You may roll your eyes or gnash your teeth at the idea the world’s biggest economy and second biggest emitter got an unfair deal. Still, his noncommittal response suggest there is scope for some superficial renegotiation to keep the US at the table.
#UnfriendCoal
In the real economy, French insurance major Axa is putting another squeeze on the dirtiest fossil fuel. It will no longer insure companies that get more than half their revenue from mining or burning coal.
A coalition of green groups is urging other insurers to follow, as well as divesting their substantial funds from the black stuff.
Monsoon anxiety
In the eastern Indian state of Odisha, farmers are struggling to produce crops under increasingly variable rainfall, reports Manipadma Jena.
A project backed by the Green Climate Fund aims to recharge groundwater and bring better water access to 5 million people.
Diplomacy cutback
The UK’s foreign office slashed its network of climate change and energy specialists by nearly half between the 2009 Copenhagen and 2015 Paris summits.
That shift, under Conservative governments, was revealed by a freedom of information request. Climate is still “a network-wide priority”, said a spokesperson for the department.
Closed book
In Australia, a government fund that is considering a massive subsidy to the coal sector has rebuffed at least six freedom of information requests.
Experts accused the Northern Australian Infrastructure Facility of having an “excessive obsession about secrecy”, Graham Readfearn reports.

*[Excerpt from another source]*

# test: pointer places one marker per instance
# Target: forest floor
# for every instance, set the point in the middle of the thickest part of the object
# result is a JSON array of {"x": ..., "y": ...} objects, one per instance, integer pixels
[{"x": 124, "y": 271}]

It matters because the fund is considering an AU$900m loan for a railway to support Adani’s controversial coal mega-mine.
Set a deadline
The G20 – which, incidentally, includes Australia – has committed to phase out “inefficient” fossil fuel subsidies over the “medium term”.
Finance ministers from 49 of the world’s most vulnerable countries to climate change are calling on the group to act by 2020.
Climate change is said to be a priority for the next G20 leaders summit in July, hosted by Germany’s Angela Merkel.
You’re fired
Brazil’s government has fired the top anti-deforestation official from the environment department, Claudio Angelo reports, apparently in a dispute over monitoring data.
Thelma Krug, who is also vice-chair of the Intergovernmental Panel on Climate Change, has faced criticism for weaknesses in the Prodes database.
Her replacement, Jair Schmitt, is seen as tough on illegal forest clearance, which is on the rise. There is talk of setting up a new monitoring system.